On achieving peace in Yemen, Saleh said: “There is no meaning to any settlement that does not subject the Houthis to the Yemeni constitution and the rule of law.” He discounted any notion that the militia group could be accommodated outside a constitutional framework.

“Peace cannot be granted to a group that rejects the state,” he said. “It is forged when the state regains the capacity to enforce the law and protect its citizens.”

For Saleh, forging a peace agreement with the Houthis — whom he describes as a bloodthirsty group with no commitment to national frameworks and an ideology rooted in an enemy state — was virtually nonexistent.

He accused the Houthis of placing their leadership and institutions tied to Iran’s Revolutionary Guard Corps above Yemen’s state institutions.

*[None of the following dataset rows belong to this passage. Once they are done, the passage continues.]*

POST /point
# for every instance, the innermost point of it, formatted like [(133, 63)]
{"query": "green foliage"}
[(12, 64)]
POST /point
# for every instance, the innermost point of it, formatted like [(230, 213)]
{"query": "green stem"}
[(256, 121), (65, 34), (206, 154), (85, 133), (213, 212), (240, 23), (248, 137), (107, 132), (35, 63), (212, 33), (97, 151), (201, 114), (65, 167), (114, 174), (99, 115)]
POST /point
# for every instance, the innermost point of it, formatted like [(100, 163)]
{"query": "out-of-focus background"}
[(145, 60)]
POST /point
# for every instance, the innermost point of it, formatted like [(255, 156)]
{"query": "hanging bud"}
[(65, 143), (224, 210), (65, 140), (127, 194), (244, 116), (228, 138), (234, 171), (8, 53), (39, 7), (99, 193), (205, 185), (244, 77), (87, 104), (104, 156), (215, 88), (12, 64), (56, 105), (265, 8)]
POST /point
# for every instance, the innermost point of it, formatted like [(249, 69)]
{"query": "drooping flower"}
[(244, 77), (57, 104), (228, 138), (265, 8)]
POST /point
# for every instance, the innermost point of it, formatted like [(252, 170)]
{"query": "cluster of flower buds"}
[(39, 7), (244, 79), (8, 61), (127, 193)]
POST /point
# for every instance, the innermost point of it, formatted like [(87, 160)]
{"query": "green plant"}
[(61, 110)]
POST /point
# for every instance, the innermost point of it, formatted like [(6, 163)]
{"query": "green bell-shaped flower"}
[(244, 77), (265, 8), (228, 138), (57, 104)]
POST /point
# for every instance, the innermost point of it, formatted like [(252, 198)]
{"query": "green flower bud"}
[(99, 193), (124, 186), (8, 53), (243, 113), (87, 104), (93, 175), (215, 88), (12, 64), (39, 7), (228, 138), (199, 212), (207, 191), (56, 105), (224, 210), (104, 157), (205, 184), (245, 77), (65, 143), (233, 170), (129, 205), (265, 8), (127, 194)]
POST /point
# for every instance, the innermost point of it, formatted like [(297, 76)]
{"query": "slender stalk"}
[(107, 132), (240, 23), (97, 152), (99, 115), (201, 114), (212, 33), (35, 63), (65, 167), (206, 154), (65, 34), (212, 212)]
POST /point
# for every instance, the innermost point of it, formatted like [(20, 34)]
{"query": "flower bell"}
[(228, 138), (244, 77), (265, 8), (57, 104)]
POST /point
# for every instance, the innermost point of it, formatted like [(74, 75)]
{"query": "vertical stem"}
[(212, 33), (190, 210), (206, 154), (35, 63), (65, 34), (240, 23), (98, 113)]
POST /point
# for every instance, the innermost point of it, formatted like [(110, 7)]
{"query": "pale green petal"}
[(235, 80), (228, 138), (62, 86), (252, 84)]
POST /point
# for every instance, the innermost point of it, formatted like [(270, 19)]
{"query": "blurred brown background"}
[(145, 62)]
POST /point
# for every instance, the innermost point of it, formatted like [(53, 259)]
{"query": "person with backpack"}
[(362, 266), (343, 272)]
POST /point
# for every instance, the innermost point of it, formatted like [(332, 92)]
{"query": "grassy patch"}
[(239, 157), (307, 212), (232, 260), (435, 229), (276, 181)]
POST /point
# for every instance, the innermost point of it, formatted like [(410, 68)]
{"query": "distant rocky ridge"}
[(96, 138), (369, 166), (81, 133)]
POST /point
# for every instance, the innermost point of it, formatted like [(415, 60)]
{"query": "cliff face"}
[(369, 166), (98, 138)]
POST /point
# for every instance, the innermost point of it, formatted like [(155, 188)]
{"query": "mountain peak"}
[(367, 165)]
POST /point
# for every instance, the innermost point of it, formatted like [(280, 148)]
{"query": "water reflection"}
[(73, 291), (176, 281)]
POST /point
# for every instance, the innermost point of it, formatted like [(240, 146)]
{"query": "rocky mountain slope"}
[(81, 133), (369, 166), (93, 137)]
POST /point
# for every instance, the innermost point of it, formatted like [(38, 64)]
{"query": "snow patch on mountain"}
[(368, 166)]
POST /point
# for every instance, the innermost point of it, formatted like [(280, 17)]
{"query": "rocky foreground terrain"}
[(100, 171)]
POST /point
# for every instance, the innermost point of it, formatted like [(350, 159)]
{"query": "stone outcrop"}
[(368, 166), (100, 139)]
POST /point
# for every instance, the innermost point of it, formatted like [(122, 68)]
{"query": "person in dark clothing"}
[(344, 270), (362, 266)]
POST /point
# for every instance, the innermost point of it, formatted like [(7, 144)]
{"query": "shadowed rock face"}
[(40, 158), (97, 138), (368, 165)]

“Governance is about managing people’s affairs based on shared frameworks,” Saleh said. “The Houthis do not abide by any of that.”

Saleh has put direct blame on Iran for perpetuating the conflict through its armed proxies, keeping Yemen hostage to violence and rebellion, although Tehran has continually denied its involvement.

Saleh also acknowledged the challenges facing the Presidential Leadership Council, and described the internal disagreements as “natural,” given the complexity of the crisis in Yemen.

“In the end,” he said, “what unites us is greater than any differences.

“Disagreements are natural in any leadership body, particularly in exceptional conditions like Yemen’s,” he said. “But more important is our ability to navigate this diversity and divergence while remaining committed to the national interest.”